Un processus. Finalement, la littérature scientifique définit la résilience comme étant un processus. C’est la définition que je préfère et je la retiens parce qu’elle a du sens pour moi. Peut-être aura-t-elle du sens pour vous ? Premièrement, la résilience se situerait sur un spectre, ce qui déloge l’idée que certains sont capables de résilience, alors que d’autres non. Exit la charge émotionnelle supplémentaire et le sentiment d’échec. Deuxièmement, notre résilience ne reposerait pas sur nos manques, mais sur l’interaction entre nos avoirs ( notre personnalité, nos besoins, nos valeurs, notre âge, notre famille, notre milieu professionnel et scolaire, etc. ). La résilience est une responsabilité partagée. Exit la sur-responsabilisation.
Oui et maintenant ?
Maintenant ? Nous en sommes à la conclusion de cet article. La résilience est devenue un cliché irritant, en partie parce qu’elle nous semblait peut-être imposée et en partie parce que nous l’avions mal défini. Les manifestations de résilience sont propres à chacun ; inutile de comparer, mesurer ou peser. Impossible, également, de se faire imposer la résilience. Finalement, la résilience ne se construit pas à partir de nos manques, mais à partir de nos avoirs : nos forces, nos qualités, nos connaissances, etc. Et nous possédons des tonnes d’atouts positifs dans notre jeu. D’ailleurs, sans même vous avoir rencontré, je peux déjà en détecter chez vous.

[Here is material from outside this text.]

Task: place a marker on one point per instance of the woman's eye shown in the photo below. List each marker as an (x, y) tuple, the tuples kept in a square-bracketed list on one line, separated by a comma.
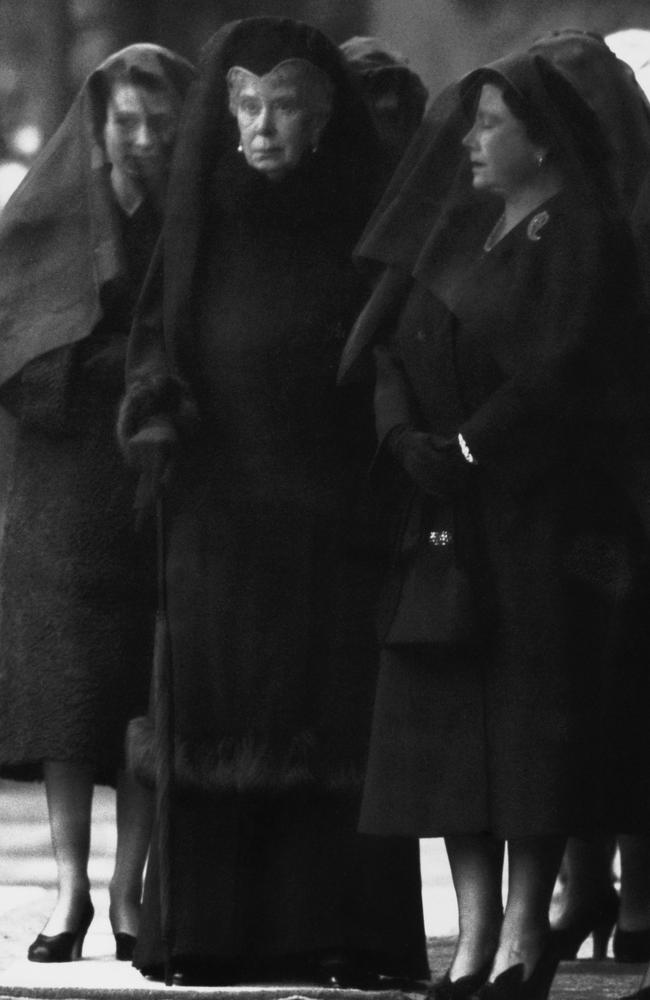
[(250, 107), (287, 107)]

Si le mot résilience vous irrite et que vous vous en étiez rendu compte avant de lire cet article, je fais les louanges de votre capacité d’introspection. Si vous venez tout juste de vous rendre compte que ce mot vous irrite, je vous félicite de votre perspicacité. Si vous n’avez toujours aucune idée du sujet de cet article, mais que vous l’avez lu jusqu’au bout, je vous dis bravo pour votre persévérance. Finalement, si vous vous êtes rendu compte que ce texte mentionne le mot résilience 31 fois (et non 25 tel que mentionné plus haut), alors je vous fais un high-five pour votre minutie.